La tensión se apoderó de la sala de prensa luego de que Toluca igualara 1-1 frente a la Máquina en el Clausura 2026, un resultado que deja a los Diablos Rojos con una racha de tres partidos sin conocer el triunfo. Antonio Mohamed no ocultó su frustración al considerar que su equipo fue superior en funcionamiento, pero terminó pagando un precio muy alto por un error puntual y la falta de contundencia frente al arco. El "Turco" fue enfático al señalar que, aunque el camino futbolístico es el correcto, la efectividad actual no es suficiente para cumplir con las expectativas de una institución que ya siente la presión de la tabla.
El análisis del técnico no se limitó a lo táctico, pues dirigió fuertes críticas hacia el cuerpo arbitral por un penal no marcado que, a su juicio, habría cambiado el rumbo del encuentro. Mohamed también cuestionó la pasividad de los jueces ante las constantes pausas y el manejo del tiempo por parte de los jugadores celestes, quienes habrían retardado la reanudación del juego sistemáticamente. A pesar del malestar por el arbitraje, el timonel reconoció con autocrítica que el pecado principal fue no capitalizar las opciones claras de gol, contrastando la sequía ofensiva con un trabajo defensivo que calificó como casi perfecto ante un rival de alta jerarquía.

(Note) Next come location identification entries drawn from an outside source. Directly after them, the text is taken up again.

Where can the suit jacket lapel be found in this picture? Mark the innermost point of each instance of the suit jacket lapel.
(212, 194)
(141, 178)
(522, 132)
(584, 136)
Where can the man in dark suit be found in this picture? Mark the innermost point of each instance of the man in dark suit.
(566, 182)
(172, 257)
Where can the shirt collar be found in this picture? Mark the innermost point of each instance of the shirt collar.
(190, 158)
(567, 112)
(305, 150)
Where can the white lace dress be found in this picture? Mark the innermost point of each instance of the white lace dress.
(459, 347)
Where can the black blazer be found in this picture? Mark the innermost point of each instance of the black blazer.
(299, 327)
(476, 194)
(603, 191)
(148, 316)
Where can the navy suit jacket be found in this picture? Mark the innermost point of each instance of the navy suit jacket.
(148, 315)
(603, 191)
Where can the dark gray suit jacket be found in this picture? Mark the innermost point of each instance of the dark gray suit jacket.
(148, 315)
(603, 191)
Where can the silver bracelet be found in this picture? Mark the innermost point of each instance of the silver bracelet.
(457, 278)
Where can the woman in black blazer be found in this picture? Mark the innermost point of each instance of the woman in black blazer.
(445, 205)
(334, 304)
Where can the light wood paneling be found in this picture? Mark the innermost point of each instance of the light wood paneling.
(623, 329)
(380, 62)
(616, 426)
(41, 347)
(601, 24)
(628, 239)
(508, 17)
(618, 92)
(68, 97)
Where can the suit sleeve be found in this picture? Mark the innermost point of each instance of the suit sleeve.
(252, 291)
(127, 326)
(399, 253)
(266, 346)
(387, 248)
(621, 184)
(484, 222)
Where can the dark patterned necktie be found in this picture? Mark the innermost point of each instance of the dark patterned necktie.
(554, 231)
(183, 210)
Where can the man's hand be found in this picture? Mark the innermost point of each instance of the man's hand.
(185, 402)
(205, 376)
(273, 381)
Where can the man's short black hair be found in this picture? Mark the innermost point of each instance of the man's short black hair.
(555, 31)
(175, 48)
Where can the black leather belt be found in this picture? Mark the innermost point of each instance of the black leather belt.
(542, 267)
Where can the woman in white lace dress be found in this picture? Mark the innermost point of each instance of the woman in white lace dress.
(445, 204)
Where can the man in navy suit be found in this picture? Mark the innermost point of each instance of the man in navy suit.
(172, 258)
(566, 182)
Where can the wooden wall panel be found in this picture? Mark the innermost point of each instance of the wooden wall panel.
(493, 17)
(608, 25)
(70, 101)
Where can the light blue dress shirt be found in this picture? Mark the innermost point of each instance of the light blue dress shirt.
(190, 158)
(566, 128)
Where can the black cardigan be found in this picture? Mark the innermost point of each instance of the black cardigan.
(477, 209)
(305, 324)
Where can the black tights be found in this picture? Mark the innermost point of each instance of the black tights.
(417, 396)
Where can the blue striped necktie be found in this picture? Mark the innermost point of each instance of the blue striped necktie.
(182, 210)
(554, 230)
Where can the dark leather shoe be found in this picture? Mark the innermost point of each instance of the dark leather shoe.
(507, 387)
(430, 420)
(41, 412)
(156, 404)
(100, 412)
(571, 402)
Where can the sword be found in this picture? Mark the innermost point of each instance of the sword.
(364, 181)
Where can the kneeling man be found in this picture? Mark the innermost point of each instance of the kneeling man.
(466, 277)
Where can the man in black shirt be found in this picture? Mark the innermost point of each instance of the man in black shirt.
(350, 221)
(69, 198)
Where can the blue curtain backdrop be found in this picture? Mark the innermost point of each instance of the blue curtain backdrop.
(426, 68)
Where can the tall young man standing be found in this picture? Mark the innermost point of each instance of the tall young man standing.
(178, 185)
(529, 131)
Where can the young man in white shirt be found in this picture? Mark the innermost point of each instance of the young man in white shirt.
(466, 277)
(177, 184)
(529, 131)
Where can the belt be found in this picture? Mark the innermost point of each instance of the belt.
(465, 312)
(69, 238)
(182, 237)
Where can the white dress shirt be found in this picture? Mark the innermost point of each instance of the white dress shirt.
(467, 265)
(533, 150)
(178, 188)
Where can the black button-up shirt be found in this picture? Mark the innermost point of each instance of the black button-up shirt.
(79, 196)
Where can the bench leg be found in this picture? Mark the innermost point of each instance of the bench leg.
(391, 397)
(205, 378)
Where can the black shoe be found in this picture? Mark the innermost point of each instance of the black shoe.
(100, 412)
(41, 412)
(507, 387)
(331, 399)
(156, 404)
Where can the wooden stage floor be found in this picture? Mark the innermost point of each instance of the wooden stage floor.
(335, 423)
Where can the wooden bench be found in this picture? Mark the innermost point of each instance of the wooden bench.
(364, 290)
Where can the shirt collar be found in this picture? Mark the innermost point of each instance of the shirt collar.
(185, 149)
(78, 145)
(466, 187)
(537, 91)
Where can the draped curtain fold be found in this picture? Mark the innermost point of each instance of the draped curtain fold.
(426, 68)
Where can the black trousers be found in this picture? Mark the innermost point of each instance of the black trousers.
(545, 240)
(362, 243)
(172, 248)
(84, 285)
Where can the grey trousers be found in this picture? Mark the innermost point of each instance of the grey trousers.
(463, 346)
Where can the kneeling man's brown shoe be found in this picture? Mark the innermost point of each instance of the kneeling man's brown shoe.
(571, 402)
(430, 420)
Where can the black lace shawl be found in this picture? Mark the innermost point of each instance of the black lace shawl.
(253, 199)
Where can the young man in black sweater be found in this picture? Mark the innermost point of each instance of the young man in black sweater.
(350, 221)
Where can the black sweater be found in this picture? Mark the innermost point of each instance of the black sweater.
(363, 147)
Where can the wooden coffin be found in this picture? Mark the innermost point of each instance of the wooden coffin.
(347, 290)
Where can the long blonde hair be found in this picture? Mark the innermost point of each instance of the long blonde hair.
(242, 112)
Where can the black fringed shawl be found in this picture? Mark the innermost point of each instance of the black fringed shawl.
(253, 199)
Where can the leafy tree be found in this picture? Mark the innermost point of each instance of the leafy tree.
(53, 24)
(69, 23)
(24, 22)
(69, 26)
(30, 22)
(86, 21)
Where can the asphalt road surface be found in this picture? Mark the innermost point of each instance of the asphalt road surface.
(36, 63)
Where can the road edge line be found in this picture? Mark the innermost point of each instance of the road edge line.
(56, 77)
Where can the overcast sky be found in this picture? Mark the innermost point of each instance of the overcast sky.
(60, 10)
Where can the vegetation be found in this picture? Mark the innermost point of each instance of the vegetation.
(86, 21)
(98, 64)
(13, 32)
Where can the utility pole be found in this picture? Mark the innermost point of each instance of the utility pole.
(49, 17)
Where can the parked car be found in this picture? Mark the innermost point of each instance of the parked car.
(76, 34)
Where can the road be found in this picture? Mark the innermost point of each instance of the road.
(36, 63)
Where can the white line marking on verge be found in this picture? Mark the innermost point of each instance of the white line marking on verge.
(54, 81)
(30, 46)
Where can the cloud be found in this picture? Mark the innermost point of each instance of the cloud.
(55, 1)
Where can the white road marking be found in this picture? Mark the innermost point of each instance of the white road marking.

Con la mirada puesta en el futuro inmediato, el entrenador utiliza este duelo como un parámetro para medir el nivel real de su plantel de cara a los objetivos más ambiciosos del año. La prioridad para Mohamed no solo es recuperar terreno en la liga local, sino también ajustar las piezas para la Concachampions, torneo donde busca el título que le otorgue el boleto al Mundial de Clubes. El estratega confía en que, corrigiendo la puntería y manteniendo la solidez en la zaga, el equipo podrá superar este bache y volver a pelear por los primeros puestos del campeonato.